Johnson won numerous awards and honors for his writing. Many of his columns received special citations, and he was twice chosen as the National AAU Media Man of the Year.

One honor was first place in the newspaper columns category at the annual Golf Writers Association of America dinner, where he received a national award for a series on pollution specific to the Chattanooga area.

Johnson covered UT football, the Atlanta Braves and 15 Masters golf tournaments, and he was voted national softball writer of the year five times. He was a lifetime member of the GWAA and the Baseball Writers' Association of America, and he served on the Heisman Trophy voting panel for 10 years and on the National Baseball Hall of Fame voting panel since 1990.

As a result of his success in softball writing, he earned the position as chief press officer for the International Softball Federation and worked the Olympic Games in Atlanta; Sydney, Australia; and Athens, Greece.

He received a lifetime pass from the BBWAA to attend games at any baseball stadium in North America, and UT awarded him a framed jersey and a lifetime press box pass.

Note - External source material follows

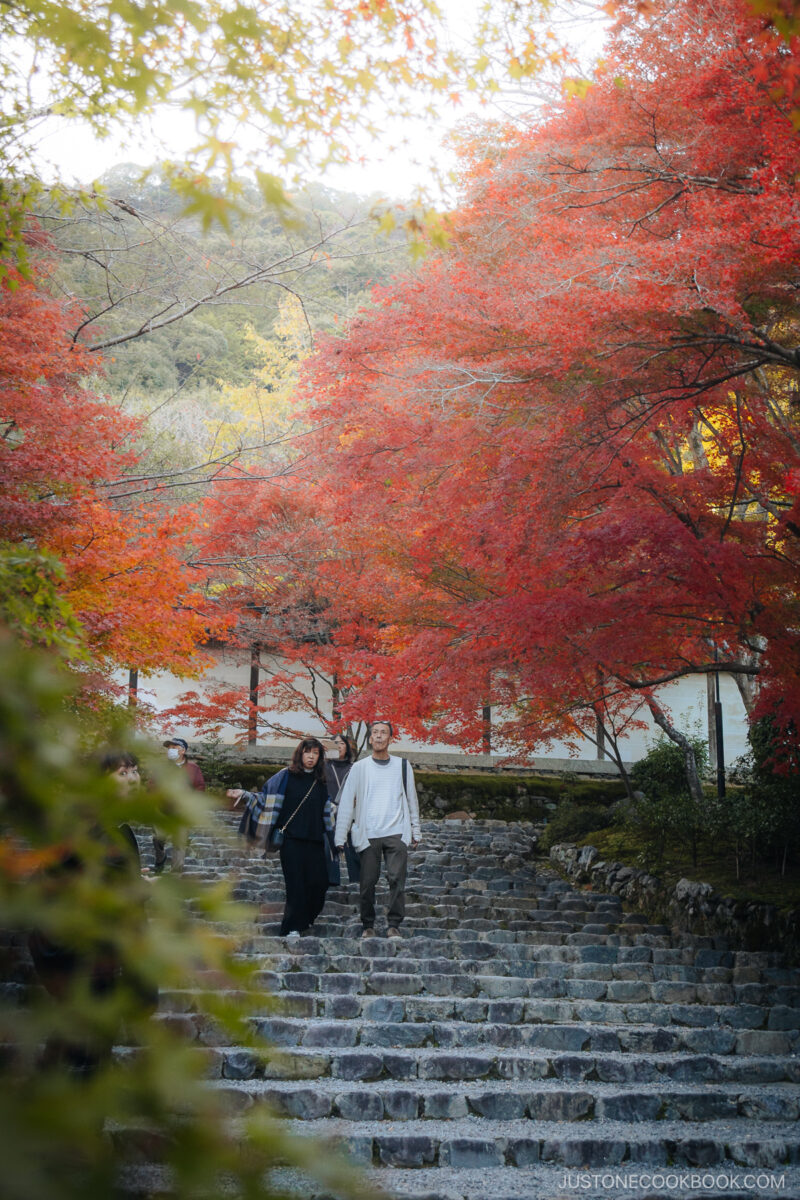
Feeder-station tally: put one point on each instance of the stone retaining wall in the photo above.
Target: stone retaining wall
(689, 906)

He was inducted into the Greater Chattanooga Sports Hall of Fame, the Tennessee Sports Hall of Fame and the Amateur Softball Association's National Hall of Honor.

The Times Free Press Best of Preps award for softball player of the year is named in his honor.

Johnson was a devout member of Soddy Methodist Church, where he served as a Sunday school teacher and a licensed lay speaker. He was honored with a tribute in the Tennessee Legislature by his good friend, Rep. Arnold Stulce. It said in part, "Buck Johnson exemplifies the spirit and dedication that is characteristic of a true Tennessean."